Зазвучал в ушах отчаянный женский крик:
— Зарезали!!!
Глава 3
Подавленное состояние было в камере у всех.
— Выпустят. Мы им понадобимся, — убеждал сам себя Велислав — карманник из Бердичева.
— Ты понадобишься? — усмехался Старый Амадей. — Им не щипачи, а автоматчики нужны.
— Ну, так освою. Автомат не сложнее чужого кармана будет.
— Нет, братцы, — как-то обреченно сказал Курган. — Мы им не нужны. Им нужен их проклятый порядок. И они нас положат…
В подтверждение его слов во дворе послышались крики и прозвучала автоматная очередь.
«Моя пуля… Когда будет моя пуля?» — вращалось в голове Кургана.
Немцы пугали его до дрожи в коленках и пустоты в животе. Страшно было, как никогда ранее. Немецкая жестокая, нечеловеческая система порядка — куда до нее советскому ГУЛАГу, тоже не шибко доброму порой! У немца все механически, а с машиной не договоришься.
— Мои последние дни, — прошептал ему Старый Амадей.
— Да ты чего говоришь-то?!
— Чую, не выкарабкаюсь.
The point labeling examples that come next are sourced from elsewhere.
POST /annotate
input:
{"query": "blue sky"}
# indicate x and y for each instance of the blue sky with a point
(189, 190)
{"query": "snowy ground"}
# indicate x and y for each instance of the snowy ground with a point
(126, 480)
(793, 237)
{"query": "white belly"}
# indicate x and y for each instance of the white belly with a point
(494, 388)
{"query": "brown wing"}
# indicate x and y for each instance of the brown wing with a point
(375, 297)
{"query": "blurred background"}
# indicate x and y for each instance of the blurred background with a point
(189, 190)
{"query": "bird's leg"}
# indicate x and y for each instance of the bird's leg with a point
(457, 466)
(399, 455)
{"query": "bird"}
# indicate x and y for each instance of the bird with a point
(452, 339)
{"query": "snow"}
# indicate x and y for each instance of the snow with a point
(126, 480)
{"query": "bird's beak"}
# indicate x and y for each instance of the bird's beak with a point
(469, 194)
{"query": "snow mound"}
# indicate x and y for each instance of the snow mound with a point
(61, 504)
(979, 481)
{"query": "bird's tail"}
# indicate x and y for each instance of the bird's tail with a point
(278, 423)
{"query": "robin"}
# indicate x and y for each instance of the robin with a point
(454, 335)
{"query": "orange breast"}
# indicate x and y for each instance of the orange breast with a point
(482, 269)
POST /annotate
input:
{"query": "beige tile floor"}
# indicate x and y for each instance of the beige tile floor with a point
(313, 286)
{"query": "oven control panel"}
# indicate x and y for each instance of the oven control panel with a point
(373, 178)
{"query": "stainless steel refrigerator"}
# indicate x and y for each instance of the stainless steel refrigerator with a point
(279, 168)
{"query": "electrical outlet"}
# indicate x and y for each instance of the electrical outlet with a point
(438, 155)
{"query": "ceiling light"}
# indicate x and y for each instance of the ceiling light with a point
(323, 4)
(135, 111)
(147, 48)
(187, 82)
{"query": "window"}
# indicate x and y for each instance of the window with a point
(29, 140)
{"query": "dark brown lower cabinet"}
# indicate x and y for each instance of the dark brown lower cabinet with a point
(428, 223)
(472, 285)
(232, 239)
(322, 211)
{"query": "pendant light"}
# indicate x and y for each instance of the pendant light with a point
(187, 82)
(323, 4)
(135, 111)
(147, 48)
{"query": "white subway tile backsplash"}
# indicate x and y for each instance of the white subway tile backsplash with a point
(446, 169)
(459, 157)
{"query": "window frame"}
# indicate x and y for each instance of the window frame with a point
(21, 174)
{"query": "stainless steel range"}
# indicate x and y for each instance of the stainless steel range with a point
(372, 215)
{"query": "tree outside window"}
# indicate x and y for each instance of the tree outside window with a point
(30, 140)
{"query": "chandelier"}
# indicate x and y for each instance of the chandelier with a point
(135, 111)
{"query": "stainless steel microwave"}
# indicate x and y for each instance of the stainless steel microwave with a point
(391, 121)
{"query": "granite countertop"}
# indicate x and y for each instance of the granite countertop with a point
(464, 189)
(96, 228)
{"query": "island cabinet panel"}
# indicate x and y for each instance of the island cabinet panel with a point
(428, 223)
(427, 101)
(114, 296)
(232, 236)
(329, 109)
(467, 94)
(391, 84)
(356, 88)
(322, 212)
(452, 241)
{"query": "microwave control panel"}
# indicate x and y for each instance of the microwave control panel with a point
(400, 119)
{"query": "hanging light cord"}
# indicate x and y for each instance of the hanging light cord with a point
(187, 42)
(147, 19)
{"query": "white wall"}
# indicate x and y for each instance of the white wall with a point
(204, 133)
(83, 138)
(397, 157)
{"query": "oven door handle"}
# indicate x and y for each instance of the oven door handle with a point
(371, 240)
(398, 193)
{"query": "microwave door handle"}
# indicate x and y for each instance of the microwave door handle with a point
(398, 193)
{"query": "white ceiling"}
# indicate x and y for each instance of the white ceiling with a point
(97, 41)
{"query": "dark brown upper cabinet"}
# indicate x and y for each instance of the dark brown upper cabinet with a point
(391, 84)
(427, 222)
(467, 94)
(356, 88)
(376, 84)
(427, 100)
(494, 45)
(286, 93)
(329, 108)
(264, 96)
Они же сказали — жиды и большевики под откос.
— А кто знает, что ты из евреев?
— Они узнают. Продаст кто-нибудь. Свою жалкую жизнь выкупая.
— Да не бойся. Ты и не такое, наверное, в жизни переживал.
— Переживал и пережил. А тут не переживу. — И старый вор-медвежатник, специалист по сейфам и железным ящикам, как-то внимательно, будто пытаясь просверлить насквозь, посмотрел на Кургана.
— Не бойся. Главное, не наделать глупостей, — беззаботно бросил Курган.
Полночи он не спал. Тревожно и напряженно думал, просчитывая свои перспективы. Надо что-то предпринимать. Если бы он по жизни расслаблялся, то и самой жизни у него уже не было бы. Но в нужный момент он всегда совершал нужный поступок. Вот и сейчас — дело осталось за поступком.
Под утро он заколотил в дверь камеры, требуя коменданта. Сокамерники с подозрением и изумлением смотрели на него.
— Ты что делаешь, пес?! — воскликнул Амадей, которого обожгла неожиданная догадка.
— Надо. Очень надо! — пробормотал, как пьяный, Курган.
И опять заколотил ладонью по двери.
— Что стучишь? — спросили на русском языке — немцы уже подобрали себе местных во внутреннюю охрану.
— Мне к коменданту! К коменданту давай!
Засов с лязгом отошел. У двери стояли двое дюжих охранников, у одного из них был автомат. При большевиках внутренней охране запрещалось ходить с оружием. Но у германца правила другие — если что не по ним, сразу стреляют.
— Выходи! — крикнул охранник. — Упаси тебя бог, если зря побеспокоил!
Отдельный кабинет раньше принадлежал начальнику тюрьмы. Там чопорный комендант, тот самый, похожий на цаплю, глянул на посетителя через свои круглые очки, как на насекомое — что, мол, нужно этой жужжащей мухе, и не стоит ли ее прихлопнуть?